PA Surabaya Prioritaskan Pelayanan Kaum Rentan
Surabaya, 25 Juli 2025 — Pengadilan Agama Surabaya terus menunjukkan komitmennya dalam memberikan layanan yang inklusif dan berpihak pada kelompok rentan, khususnya perempuan dan anak pasca perceraian. Melalui tagline Ramah Hak-Hak Perempuan dan Anak Pasca Perceraian, PA Surabaya telah mengembangkan aplikasi RAHMA sebagai inovasi untuk mendukung upaya tersebut. Seluruh aparatur PA Surabaya pun telah terinternalisasi dengan semangat pelayanan yang empatik dan berkeadilan.

Sebagai bagian dari konsistensi tersebut, PA Surabaya ikut berpartisipasi dalam Bimbingan Teknis (Bimtek) Kaum Rentan Berhadapan dengan Hukum yang diselenggarakan oleh Ditjen Badilag Mahkamah Agung RI secara daring. Wakil Ketua PA Surabaya, Dr. Hj. ST. Zubaidah, S.Ag., S.H., M.H., bersama para hakim turut menghadiri kegiatan yang dikoordinasikan oleh PTA Surabaya sebagai penanggung jawab Zona 11. Kegiatan ini menjadi langkah strategis untuk memperkuat pemahaman dan kapasitas tenaga teknis dalam memberikan pelayanan yang berpihak pada kaum rentan.
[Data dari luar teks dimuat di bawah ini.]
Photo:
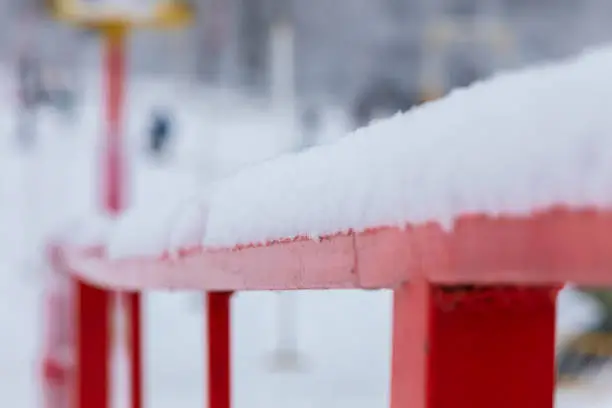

Materi bimtek disampaikan oleh pakar psikologi hukum dari Universitas Airlangga, Dr. Nono Hery Yoenanto, dan Pramesti Pradna Paramita. Mereka menekankan pentingnya pendekatan psikologis, komunikasi etis, dan sensitivitas sosial terhadap perempuan, anak, lansia, serta penyandang disabilitas. “Kami ingin aparatur pengadilan tidak hanya paham hukum, tetapi juga memiliki empati dalam setiap proses layanan,” ujar Dr. Nono.
Sesi berlangsung interaktif dan penuh antusiasme, dengan diskusi yang mencerminkan kepedulian tinggi peserta terhadap isu pelayanan kaum rentan. PA Surabaya berharap melalui bimtek ini, seluruh aparatur dapat lebih adaptif dalam menangani perkara yang melibatkan kelompok rentan. Ini sekaligus menjadi bukti bahwa PA Surabaya tidak hanya berinovasi secara teknologi, tetapi juga menanamkan nilai-nilai keadilan substantif dalam budaya kerjanya.